Claude Sérillon : Il y a surtout le fait que c'est souvent très cher, et que beaucoup de personnes qui ont à se déplacer longuement pour de petits emplois mal payés trouvent que c'est très cher !

Jean Claude Gayssot : Vous avez raison ! Il faut que le transport collectif soit accessible, qu'il soit attractif. Pour être attractif et accessible, il faut non seulement le confort, la régularité, la sécurité. Il faut aussi que les prix soient tels qu'on ait envie et on puisse le prendre. Vous savez qu'en région parisienne, nous avons mis en place le chèque-mobilité pour ceux qui sont le plus en difficulté : 170 000 familles vont en bénéficier ; cela va faire 2 millions de titres de transports gratuits qui auront été donnés ; on vient d'établir avec le ministre de l’Éducation nationale et avec le Conseil régional le tarif-jeunes : je vous assure que ça réduit de pratiquement 40 % le prix des transports collectifs sur la région parisienne ; de plus, on pourra utiliser sa carte lors des jours fériés, des week-end pour aller dans toutes les zones pour le même prix en région parisienne, aller voir son ami(e), aller faire du sport ! Bref, c'est attractif.

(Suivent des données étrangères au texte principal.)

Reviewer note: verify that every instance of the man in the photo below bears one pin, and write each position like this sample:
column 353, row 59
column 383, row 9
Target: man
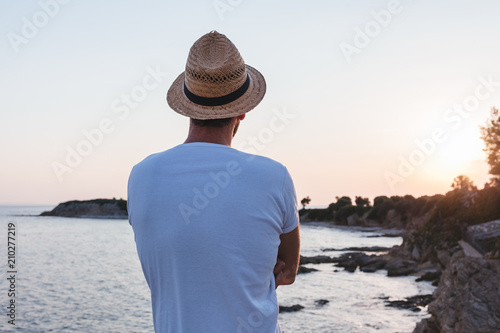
column 216, row 229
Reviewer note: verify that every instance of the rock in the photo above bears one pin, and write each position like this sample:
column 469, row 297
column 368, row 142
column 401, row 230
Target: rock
column 350, row 266
column 98, row 208
column 353, row 220
column 351, row 260
column 303, row 270
column 443, row 257
column 430, row 276
column 293, row 308
column 373, row 265
column 321, row 302
column 415, row 254
column 400, row 267
column 484, row 237
column 317, row 260
column 467, row 298
column 413, row 303
column 360, row 249
column 427, row 325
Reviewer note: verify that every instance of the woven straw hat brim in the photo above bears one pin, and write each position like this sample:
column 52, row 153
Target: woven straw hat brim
column 178, row 101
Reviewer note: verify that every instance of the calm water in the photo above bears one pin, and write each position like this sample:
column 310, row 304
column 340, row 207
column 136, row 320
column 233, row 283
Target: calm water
column 83, row 275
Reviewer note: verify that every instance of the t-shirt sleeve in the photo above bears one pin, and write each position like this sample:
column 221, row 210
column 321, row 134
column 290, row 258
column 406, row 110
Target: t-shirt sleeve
column 290, row 215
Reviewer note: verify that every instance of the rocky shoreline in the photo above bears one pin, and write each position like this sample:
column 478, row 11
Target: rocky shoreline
column 97, row 208
column 466, row 273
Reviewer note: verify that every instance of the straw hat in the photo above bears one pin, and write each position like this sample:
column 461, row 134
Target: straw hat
column 216, row 83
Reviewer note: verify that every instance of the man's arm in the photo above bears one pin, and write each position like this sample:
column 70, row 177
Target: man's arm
column 289, row 254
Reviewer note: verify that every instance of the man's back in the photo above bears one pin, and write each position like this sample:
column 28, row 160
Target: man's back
column 207, row 221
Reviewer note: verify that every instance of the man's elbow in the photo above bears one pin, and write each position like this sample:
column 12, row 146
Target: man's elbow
column 289, row 276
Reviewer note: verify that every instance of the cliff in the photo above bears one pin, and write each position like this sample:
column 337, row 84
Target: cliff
column 98, row 208
column 467, row 298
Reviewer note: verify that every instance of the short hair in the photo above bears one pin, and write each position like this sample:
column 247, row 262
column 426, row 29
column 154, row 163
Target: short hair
column 219, row 123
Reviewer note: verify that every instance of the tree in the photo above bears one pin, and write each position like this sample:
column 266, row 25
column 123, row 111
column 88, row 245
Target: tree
column 341, row 202
column 463, row 183
column 305, row 202
column 361, row 202
column 490, row 134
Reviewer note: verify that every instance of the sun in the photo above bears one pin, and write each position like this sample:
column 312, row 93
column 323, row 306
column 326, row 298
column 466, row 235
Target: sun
column 458, row 156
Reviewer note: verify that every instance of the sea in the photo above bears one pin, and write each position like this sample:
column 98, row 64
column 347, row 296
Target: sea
column 83, row 275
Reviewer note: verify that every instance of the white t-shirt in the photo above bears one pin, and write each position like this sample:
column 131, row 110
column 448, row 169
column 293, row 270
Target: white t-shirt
column 207, row 220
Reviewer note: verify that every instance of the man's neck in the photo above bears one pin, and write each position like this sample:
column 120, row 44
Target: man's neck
column 222, row 136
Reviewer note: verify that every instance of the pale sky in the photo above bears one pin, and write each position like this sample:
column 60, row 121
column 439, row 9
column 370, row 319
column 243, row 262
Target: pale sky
column 363, row 97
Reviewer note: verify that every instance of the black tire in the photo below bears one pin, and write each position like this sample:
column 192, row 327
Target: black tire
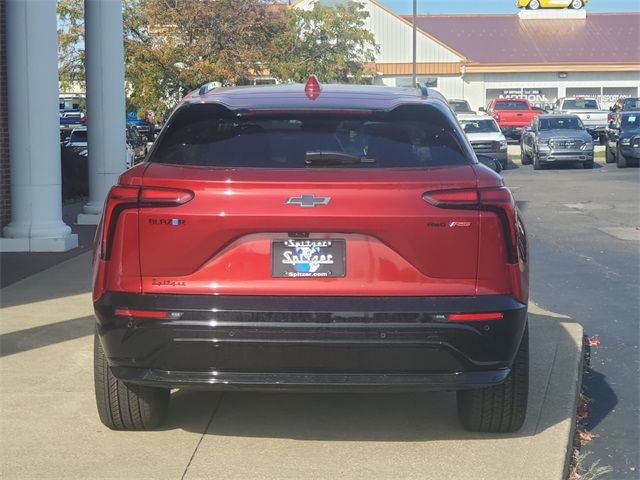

Claude Sérillon : Vous prenez le TGV de temps en temps, il y a une place pour personne handicapée par rame, vous prenez le métro, c'est hyper-compliqué pour ne pas dire impossible. Il y a cinq millions de personnes handicapées, qu'est-ce qu'on attend pour éviter ce genre de situation assez lamentable ?

Jean Claude Gayssot : Il s'agit d'un problème majeur et je suis décidé là aussi à le traiter pour apporter les réponses. J'ai décidé de lancer justement une mission dès ce mois-ci pour faire le point exact de la situation. Parce que la situation est souvent la suivante : dans les équipements nouveaux, il est prévu pour l'accessibilité, pour les handicapés... ça peut être aussi des handicapés physiques comme ça peut être aussi des personnes âgées ou des femmes avec des enfants...

Claude Sérillon : Tout à fait, des personnes qui se déplacent difficilement.

Jean Claude Gayssot : Des personnes qui se déplacent difficilement. Et alors on se rend compte qu'une grande partie des équipements n'a pas été conçue pour eux. Il faut là encore changer...

Claude Sérillon : Il y a un gros retard.

Jean Claude Gayssot : Nous avons reçu hier l'association des paralysés de France, dans le cadre de leur journée d'action, l'APF, j'ai discuté de cette question avant l'été avec le Colitrah, nous voulons avancer. II y a 400 millions dans le contrat de plan qui sont prévus pour avancer, évoluer de telle sorte que toutes les personnes sans exception puissent avoir accès aux transports collectifs. Et je vais même vous dire, je pense qu'il faut que nous soyons plus sévères et plus rigoureux par rapport aux places de stationnement qui sont prévues pour les handicapés quand elles sont occupées par d'autres. Je suis pour qu'il y ait la plus grande rigueur.